With the war against terrorism gathering momentum, a number of governments are being forced to review many of their policies. Turkey is one among them. It suddenly finds itself with a wide range of concerns, almost all of which could bring about major changes in the republic’s future. There is a growing conviction in Ankara that Saddam Hussain’s Iraq will be the second item on the US target list.
Despite Washington’s displeasure, Ankara last year upgraded its diplomatic presence in Baghdad to ambassador level and has deepened its relations with the Iraqi dictatorship. Saddam is happy with anyone who is prepared to help break Iraq’s isolation, even if that country is one which is also hosting hostile warplanes. The cautious rapprochement with Iraq is a reflection of its worries that were the country to lose strong central leadership, it would break up and a powerful autonomous Kurdish state would emerge on Turkey’s southeastern border. Under Ottoman rule, Iraq was made up of the three provinces of Basra, Baghdad and Mosul in the north. In 1928, the new Turkish republic was reluctant to endorse the attachment of the oil-rich Mosul province to the new kingdom of Iraq. However, Ataturk rated his internal reform agenda more important than further international conflict.
But two developments are obliging Ankara to review its concern over an independent Kurdish state on their border. The first is the fact that if Turkey wishes to stand a chance of becoming a member of the European Union, it must embrace fundamental changes to its stance on human rights and the right of ethnic minorities within its borders. Hence the current debate in the Turkish Parliament on 37 amendments to the 1980 constitution, which would bring the country more into line with its intended European partners.
The most far-reaching effect of these changes, if they are passed, will be to give recognition to the language and culture of the 12 million Kurds within the republic. The majority of Turkish Kurds were long content to live under Turkish rule. Repressive behavior by the Turkish military during the long and bitter campaign against the PKK however made more enemies than friends. But it may not be too late to defuse that anger and resentment. Properly implemented constitutional change could rob the PKK much of its support among a war-weary Kurdish population. With a contented Kurdish population domestically, Turkey would have far less to fear from the breakup of Iraq and the emergence of a strong Kurdish state. Indeed, if central government in Baghdad did collapse, Turkey could benefit via its own Kurds from trade and oil production with the old province of Mosul.

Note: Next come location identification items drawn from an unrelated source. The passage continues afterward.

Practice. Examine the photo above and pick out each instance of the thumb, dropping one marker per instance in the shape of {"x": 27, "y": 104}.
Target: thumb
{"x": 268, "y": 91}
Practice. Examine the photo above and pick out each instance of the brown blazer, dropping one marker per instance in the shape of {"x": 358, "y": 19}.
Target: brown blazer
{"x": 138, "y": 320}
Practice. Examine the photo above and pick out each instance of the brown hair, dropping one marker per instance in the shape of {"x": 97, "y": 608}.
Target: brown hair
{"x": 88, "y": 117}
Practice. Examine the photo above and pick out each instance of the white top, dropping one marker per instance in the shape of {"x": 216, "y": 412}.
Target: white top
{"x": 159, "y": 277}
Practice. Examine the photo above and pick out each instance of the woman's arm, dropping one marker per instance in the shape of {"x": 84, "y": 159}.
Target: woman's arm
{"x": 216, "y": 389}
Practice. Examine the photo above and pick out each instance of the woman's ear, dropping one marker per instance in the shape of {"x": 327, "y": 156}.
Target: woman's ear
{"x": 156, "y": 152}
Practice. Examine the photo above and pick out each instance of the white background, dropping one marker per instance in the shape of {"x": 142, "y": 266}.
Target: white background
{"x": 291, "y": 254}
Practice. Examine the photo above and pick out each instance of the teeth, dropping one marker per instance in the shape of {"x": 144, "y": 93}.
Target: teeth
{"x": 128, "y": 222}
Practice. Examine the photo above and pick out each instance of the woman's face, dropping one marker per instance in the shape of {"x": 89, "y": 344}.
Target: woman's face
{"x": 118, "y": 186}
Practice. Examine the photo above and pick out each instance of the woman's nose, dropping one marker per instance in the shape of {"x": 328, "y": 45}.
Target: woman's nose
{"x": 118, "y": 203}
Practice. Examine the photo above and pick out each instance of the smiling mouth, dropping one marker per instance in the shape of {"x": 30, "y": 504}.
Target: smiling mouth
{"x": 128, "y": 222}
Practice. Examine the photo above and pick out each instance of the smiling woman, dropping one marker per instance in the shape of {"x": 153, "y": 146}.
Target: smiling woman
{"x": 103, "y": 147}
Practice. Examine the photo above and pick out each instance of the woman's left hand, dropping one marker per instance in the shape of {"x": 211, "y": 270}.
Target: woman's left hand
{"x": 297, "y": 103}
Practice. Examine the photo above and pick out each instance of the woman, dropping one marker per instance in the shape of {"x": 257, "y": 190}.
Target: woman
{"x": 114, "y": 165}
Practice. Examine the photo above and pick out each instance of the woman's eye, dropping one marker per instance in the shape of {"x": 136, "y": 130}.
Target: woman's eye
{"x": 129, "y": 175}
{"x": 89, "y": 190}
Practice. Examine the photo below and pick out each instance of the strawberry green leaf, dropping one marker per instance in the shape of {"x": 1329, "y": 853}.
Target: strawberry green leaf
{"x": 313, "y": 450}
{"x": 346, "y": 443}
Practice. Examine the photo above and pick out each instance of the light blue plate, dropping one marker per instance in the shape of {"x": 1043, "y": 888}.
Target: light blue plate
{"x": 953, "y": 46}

The second, and indeed more pressing, development which is driving most of these developments is Turkey’s parlous financial position. It is yet again being bailed out by the IMF after failed economic reforms, because successive governments shied away from the massive job losses consequent upon radical privatization. At best, Washington could underwrite new investments to create tens of thousands of new jobs; at worst, it could oblige the IMF to go easy on the Ecevit government, over its fear of implementing genuine reforms.